10. Security and Tenancy Checklist
- Enforce Authority scopes (
advisory:ingest,vex:ingest,advisory:read,vex:read) and require tenant claims on every request. - Maintain pinned trust stores for signature verification; capture verification result in metrics and logs.
 - Ensure collectors never log secrets or raw authentication headers; redact tokens before persistence.
 - Validate that Policy Engine remains the only identity with permission to write 
effective_finding_*documents. - Verify offline bundles include the raw collections, guard configuration, and verifier binaries so air-gapped installs can audit parity.
 - Document operator steps for recovering from violations, including rollback to superseded revisions and re-running policy evaluation.
 
11. Compliance Checklist
- Deterministic guard enabled in Concelier and Excititor repositories.

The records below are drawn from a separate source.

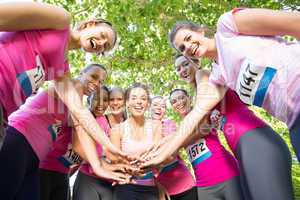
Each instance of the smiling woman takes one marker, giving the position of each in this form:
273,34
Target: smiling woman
34,41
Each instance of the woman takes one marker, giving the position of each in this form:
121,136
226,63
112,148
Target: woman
134,136
87,184
31,132
175,177
35,39
215,168
243,130
116,107
251,59
55,167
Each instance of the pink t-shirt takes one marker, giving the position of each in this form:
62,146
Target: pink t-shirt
175,176
264,71
86,168
212,164
40,119
61,157
27,59
234,118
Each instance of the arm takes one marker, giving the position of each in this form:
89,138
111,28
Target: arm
18,16
100,168
67,93
267,22
115,138
208,95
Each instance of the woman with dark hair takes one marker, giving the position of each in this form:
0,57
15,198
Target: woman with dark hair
34,41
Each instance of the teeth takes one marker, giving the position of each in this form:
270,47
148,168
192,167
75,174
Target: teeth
93,43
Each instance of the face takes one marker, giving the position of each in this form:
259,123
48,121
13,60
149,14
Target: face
116,102
92,79
138,102
180,103
185,69
101,103
158,108
191,43
97,38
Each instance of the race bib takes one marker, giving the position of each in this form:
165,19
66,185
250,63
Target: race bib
32,79
198,152
70,158
217,119
253,82
54,129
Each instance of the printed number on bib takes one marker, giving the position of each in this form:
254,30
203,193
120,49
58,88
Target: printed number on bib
253,82
198,152
32,79
217,119
54,129
70,158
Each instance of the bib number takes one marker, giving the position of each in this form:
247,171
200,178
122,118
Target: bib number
55,129
198,152
253,82
70,158
32,79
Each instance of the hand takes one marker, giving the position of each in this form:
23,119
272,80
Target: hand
107,174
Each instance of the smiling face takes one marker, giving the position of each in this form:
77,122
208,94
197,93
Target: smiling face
99,102
191,43
158,108
180,102
92,79
185,69
138,101
97,38
116,101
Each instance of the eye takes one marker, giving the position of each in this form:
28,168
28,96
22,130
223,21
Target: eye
181,48
173,101
185,63
188,38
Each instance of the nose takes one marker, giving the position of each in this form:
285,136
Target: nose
102,43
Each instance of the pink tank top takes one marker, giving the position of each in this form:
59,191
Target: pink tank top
61,157
27,59
132,146
234,119
175,176
85,167
212,164
40,119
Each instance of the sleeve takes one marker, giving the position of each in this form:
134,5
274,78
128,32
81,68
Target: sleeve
226,24
216,76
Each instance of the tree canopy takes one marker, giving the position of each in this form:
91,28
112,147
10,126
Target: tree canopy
144,53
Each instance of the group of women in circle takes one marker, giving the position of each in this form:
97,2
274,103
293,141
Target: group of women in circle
126,155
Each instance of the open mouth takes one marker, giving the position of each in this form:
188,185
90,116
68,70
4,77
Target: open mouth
91,88
180,107
138,108
195,48
93,44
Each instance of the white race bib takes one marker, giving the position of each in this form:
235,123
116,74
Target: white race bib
253,82
198,152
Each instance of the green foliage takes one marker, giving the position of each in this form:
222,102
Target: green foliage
144,53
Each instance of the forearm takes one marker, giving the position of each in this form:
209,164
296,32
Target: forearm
85,147
18,16
69,95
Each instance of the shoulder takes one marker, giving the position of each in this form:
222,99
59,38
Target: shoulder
226,24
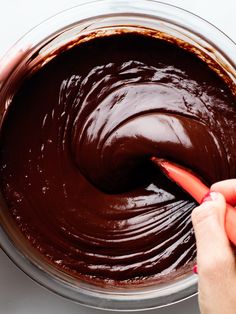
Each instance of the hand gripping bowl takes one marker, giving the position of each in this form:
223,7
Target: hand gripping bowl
41,43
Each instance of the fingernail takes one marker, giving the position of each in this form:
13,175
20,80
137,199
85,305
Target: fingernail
210,196
195,269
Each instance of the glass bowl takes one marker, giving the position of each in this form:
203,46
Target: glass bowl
39,46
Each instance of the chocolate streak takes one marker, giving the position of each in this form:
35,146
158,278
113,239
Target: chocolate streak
75,155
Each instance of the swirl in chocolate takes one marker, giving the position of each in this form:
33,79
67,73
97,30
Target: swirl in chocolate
75,156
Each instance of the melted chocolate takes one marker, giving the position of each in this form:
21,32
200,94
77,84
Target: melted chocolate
75,156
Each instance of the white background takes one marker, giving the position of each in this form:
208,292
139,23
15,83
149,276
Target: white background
18,293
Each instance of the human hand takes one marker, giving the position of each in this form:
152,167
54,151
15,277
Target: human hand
215,256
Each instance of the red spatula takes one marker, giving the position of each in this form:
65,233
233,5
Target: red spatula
197,189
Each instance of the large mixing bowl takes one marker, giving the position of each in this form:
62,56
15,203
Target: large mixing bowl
42,43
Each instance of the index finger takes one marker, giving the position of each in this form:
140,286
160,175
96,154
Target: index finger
227,188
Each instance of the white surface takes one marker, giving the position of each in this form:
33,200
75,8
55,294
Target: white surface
18,293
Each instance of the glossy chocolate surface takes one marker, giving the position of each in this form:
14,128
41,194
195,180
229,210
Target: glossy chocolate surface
75,154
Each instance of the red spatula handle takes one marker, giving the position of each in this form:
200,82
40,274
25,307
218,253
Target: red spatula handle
197,189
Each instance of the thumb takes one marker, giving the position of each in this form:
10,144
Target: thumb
214,252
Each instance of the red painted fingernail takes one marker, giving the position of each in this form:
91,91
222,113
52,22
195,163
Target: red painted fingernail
210,196
195,269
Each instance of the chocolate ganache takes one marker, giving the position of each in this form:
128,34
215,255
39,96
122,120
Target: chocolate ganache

 - Mongo validators deployed for 
advisory_rawandvex_raw. - Authority scopes and tenant enforcement verified via integration tests.
 - CLI and CI pipelines run 
stella aoc verifyagainst seeded snapshots. - Observability feeds (metrics, logs, traces) wired into dashboards with alerts.
 - Offline kit instructions updated to bundle validators and verifier tooling.
 - Security review recorded covering ingestion, tenancy, and rollback procedures.
 
Last updated: 2025-10-27 (Sprint 19).